Его размышления напоминали двухэтажный особняк, куда разрешен вход сразу на второй «этаж», минуя первый. Ибо этот «первый» этаж — глубоко личный, неприкосновенный. Несложившаяся семейная жизнь, фактическое одиночество, необходимость рубить, грубо безжалостно, по живому, оставляя сына сиротой.
Проблемы, которые разрешить дано не каждому — только человеку с сильной волей.

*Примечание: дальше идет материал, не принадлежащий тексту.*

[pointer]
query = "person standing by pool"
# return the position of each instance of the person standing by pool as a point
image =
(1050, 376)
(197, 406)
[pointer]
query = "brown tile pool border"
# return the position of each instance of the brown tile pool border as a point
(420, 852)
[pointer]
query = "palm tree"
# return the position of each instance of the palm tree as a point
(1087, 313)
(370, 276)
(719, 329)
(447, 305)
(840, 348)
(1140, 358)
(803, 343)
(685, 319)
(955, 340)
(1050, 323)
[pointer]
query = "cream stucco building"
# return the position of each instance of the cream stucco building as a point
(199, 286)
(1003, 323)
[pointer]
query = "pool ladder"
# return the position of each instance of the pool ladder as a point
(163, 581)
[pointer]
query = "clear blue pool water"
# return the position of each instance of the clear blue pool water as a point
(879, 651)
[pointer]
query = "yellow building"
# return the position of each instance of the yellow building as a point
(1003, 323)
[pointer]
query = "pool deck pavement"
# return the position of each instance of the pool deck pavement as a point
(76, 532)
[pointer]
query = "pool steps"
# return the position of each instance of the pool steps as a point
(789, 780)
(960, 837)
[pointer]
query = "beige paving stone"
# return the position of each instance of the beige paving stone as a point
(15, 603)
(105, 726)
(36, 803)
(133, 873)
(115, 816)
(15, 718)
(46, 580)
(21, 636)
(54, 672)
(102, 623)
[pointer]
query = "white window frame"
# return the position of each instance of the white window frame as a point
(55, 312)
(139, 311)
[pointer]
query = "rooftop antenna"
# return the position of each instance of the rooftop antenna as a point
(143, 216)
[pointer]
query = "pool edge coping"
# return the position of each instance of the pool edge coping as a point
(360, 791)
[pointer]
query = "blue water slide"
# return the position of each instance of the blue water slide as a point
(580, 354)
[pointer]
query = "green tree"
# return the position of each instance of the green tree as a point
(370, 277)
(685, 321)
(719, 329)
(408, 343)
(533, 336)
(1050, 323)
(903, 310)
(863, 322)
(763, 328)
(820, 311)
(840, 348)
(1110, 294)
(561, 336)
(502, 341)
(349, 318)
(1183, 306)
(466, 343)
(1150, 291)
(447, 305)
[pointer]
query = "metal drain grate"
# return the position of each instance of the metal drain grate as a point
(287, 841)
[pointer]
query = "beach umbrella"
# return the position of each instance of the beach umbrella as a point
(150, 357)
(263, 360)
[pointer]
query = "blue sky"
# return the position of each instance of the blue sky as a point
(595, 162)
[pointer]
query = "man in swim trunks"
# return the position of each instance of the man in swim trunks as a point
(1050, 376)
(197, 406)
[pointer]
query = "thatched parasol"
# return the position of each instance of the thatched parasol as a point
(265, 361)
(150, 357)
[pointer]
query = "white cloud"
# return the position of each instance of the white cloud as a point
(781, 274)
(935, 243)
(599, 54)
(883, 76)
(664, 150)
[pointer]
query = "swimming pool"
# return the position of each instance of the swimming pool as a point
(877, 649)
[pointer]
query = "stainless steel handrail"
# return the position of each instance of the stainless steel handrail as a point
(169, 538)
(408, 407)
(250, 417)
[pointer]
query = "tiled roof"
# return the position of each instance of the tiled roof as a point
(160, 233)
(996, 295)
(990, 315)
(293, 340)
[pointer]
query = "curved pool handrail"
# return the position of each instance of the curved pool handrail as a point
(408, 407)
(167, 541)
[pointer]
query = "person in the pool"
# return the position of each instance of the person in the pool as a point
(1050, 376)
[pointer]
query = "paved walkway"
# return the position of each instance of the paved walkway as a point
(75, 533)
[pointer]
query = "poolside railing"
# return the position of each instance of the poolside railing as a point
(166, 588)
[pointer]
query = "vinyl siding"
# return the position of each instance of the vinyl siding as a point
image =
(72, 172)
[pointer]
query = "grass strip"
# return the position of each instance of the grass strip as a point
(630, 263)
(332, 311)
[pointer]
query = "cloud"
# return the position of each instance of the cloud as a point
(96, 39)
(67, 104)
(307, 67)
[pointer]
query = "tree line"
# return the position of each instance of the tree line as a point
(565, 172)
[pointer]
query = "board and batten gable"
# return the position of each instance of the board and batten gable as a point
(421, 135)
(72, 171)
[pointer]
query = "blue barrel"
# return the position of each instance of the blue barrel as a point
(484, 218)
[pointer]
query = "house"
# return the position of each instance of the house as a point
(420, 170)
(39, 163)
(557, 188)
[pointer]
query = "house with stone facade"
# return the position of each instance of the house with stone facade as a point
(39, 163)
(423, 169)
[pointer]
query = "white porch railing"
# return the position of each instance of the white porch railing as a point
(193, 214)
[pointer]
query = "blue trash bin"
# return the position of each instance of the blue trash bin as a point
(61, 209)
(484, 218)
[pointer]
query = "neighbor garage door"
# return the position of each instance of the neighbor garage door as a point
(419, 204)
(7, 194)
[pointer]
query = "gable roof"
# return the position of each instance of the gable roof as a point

«Второй этаж» — чисто служебные заботы, криминальная обстановка в районе, донесения «стукачей» и меры, которые необходимо принимать по этим донесениям.
В недавнем прошлом в поселках и заимкахз было относительно спокойно, милиции приходилось бороться с мелкими щипачами и пьяницами, спекулянтами и расхитителями социалистической собственности.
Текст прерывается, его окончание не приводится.